# Clarifications Undervolting a i7-9750h



## MornesGreatHammer (May 3, 2022)

Hi all,
I've been researching and tinkering with some settings on my Dell G7 7790's i7-9750h, and I'm hitting a mental brick wall. I have a fairly significant turbo limit, and in trying to edge into a more reasonable limit, I am encountering issues with seemingly fairly significant thermal throttling. If I drop the 6 core to 36, I can avoid the problems, but I want to see if there's another way or there is something I am missing. Cinebench r23 multicore score is currently 7204 in these conditions. settings and log attached below. Thanks!

Sidenote; the laptop has had issues with throttling before, so it has been cleaned out and repasted, along with having a permanent residency on top of a book for some elevation for air circulation.


----------



## unclewebb (May 3, 2022)

MornesGreatHammer said:


> I'm hitting a mental brick wall


It looks like the wall you are hitting is a thermal brick wall.

Keep in mind that Intel gave the 9750H a 45W TDP rating. Dell engineering likely designed a heatsink and fan with this spec in mind. When you decide to run the CPU at 60W and beyond, it is not surprising that the CPU is reaching the maximum safe temperature, 100°C, and thermal throttling to protect against any damage.

You have a couple of choices at this stage. You can design and engineer a more capable heatsink or you can reduce the maximum CPU speed or you can reduce your turbo power limits or you can let your CPU bounce off the 100°C thermal throttling temperature during full load stress testing.



MornesGreatHammer said:


> I want to see if there's another way


Not really. Your undervolt is appropriate and working correctly. There is not much else you can do other than what I listed above. No way to beat the laws of thermodynamics. The inability of your heatsink and fan to dissipate much more than 60W is your limiting factor. The 9750H can go up to 70W or a little beyond but not with your heatsink. It will be forced to thermal throttle if you try to get more speed out of it at full load.

The 60W / 75W MSR limits seem more realistic than having the MSR PL1 and PL2 limits both set to 90W.


----------



## MornesGreatHammer (May 3, 2022)

unclewebb said:


> It looks like the wall you are hitting is a thermal brick wall.
> 
> Keep in mind that Intel gave the 9750H a 45W TDP rating. Dell engineering likely designed a heatsink and fan with this spec in mind. When you decide to run the CPU at 60W and beyond, it is not surprising that the CPU is reaching the maximum safe temperature, 100°C, and thermal throttling to protect against any damage.
> 
> ...


I've made further adjustments, primarily in increasing the cpu core undervolt, which has yielded good results but is unfortunately unstable, resulting in occasional BSOD's.
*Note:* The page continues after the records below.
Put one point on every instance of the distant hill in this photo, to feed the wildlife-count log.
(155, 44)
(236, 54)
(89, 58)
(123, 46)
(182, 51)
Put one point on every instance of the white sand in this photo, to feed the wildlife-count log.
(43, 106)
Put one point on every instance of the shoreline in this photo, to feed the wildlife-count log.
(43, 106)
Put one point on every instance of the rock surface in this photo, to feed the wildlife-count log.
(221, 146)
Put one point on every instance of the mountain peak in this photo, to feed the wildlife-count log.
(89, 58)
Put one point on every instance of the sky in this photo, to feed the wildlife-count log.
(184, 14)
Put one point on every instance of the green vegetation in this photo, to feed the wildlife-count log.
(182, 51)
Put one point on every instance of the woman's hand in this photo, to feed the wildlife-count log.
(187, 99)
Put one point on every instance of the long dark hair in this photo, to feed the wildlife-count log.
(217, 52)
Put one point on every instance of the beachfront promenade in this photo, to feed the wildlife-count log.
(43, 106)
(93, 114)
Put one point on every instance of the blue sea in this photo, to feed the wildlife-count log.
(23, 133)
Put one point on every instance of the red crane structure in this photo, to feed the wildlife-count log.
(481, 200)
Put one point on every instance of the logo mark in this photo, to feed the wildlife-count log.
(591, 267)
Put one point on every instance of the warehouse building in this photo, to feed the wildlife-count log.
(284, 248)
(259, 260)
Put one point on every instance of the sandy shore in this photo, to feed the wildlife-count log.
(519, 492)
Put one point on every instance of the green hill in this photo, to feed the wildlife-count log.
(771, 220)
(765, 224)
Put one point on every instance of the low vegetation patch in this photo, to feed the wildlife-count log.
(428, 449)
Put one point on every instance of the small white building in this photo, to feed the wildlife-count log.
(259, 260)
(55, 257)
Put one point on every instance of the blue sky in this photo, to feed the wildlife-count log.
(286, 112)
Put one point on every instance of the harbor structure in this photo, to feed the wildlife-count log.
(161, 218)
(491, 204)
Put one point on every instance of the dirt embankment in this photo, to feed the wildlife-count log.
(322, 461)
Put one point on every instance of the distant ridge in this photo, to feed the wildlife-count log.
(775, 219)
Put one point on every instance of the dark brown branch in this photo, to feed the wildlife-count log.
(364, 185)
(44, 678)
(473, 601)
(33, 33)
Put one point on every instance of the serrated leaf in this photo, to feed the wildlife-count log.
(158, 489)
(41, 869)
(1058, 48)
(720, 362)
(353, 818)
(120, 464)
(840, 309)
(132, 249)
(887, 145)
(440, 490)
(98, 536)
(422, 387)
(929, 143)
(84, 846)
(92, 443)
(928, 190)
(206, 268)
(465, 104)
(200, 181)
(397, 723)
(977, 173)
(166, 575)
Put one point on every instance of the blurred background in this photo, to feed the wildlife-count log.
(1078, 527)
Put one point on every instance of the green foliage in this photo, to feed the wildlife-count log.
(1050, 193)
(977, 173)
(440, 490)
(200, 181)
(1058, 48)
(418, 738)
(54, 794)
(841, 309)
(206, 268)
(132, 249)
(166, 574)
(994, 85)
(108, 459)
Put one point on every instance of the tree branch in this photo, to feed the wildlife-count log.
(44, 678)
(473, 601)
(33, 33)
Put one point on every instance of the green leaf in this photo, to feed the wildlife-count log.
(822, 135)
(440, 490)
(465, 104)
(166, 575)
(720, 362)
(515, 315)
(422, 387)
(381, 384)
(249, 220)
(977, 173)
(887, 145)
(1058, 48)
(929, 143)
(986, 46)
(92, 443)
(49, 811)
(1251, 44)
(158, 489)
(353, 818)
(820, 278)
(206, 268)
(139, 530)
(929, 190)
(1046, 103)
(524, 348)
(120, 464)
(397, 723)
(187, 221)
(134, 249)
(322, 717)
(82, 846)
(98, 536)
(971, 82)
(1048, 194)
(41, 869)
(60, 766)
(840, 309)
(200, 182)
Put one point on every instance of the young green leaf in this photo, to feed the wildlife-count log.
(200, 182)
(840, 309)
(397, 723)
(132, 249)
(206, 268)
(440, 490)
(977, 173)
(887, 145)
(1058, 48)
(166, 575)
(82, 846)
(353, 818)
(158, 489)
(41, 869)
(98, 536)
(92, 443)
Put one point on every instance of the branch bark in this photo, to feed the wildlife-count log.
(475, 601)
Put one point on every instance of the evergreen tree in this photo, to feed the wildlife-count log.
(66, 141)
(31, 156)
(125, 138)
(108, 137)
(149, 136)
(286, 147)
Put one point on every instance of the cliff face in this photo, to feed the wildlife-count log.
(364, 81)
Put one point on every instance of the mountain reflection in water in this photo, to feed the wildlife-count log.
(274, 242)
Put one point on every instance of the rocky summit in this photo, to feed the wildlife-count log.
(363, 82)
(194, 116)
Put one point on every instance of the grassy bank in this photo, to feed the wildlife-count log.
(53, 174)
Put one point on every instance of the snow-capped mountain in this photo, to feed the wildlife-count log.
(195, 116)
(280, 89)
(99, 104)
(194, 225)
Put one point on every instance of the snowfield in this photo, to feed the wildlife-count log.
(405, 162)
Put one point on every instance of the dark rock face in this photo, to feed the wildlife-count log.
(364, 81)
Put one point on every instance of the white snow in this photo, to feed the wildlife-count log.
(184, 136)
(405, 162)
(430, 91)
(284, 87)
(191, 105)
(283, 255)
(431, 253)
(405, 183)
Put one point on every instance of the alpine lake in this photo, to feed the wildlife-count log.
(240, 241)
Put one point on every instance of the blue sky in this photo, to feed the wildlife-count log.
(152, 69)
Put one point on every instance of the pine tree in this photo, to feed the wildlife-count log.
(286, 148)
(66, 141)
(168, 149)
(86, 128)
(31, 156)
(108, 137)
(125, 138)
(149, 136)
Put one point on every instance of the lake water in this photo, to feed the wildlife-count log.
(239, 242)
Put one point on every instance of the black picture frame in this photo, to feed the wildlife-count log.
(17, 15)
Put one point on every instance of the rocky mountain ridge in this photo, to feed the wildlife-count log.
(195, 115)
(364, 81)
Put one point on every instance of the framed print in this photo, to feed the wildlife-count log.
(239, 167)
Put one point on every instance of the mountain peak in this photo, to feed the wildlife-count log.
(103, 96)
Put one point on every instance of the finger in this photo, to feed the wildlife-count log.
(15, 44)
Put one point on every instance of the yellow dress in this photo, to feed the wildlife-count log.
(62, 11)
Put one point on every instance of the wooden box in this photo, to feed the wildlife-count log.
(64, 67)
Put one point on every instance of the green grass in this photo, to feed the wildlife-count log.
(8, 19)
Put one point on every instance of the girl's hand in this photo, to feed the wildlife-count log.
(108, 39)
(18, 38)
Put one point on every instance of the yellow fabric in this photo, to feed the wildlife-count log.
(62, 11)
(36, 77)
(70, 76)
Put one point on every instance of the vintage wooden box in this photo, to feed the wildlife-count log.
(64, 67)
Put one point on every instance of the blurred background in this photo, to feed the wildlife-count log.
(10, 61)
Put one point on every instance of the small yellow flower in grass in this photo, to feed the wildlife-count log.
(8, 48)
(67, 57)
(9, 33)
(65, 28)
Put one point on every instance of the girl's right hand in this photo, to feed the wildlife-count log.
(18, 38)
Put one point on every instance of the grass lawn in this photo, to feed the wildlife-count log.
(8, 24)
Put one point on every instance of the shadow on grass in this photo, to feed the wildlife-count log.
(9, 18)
I'm gonna be slowly pulling into more conservative numbers to find my sweetspot; but I will modify my PL1 and PL2 limits as well! thank you for the feedback


----------



## unclewebb (May 4, 2022)

MornesGreatHammer said:


> increasing the cpu core undervolt


Some people are stable with the cache at -125 mV and the core offset at -175 mV. Try reducing the cache to -120 mV if this is not stable.


----------



## LogPap (May 5, 2022)

Hello, i can set the cache votage to: -102,5mv. Everyting above end's with a bluescreen after intense gaming. Core voltage can be increased much lower with stable results. I use a i7 9750h in a MSI g65

Greets


----------



## unclewebb (May 5, 2022)

LogPap said:


> I can set the cache voltage to: -102,5mv. Everything above end's with a bluescreen


It is all luck of the draw. Some CPUs can undervolt much more than others. 

It is never a good idea to copy and paste someone else's settings you found on the internet. Always best to do lots of testing to find out what works best on your CPU.


----------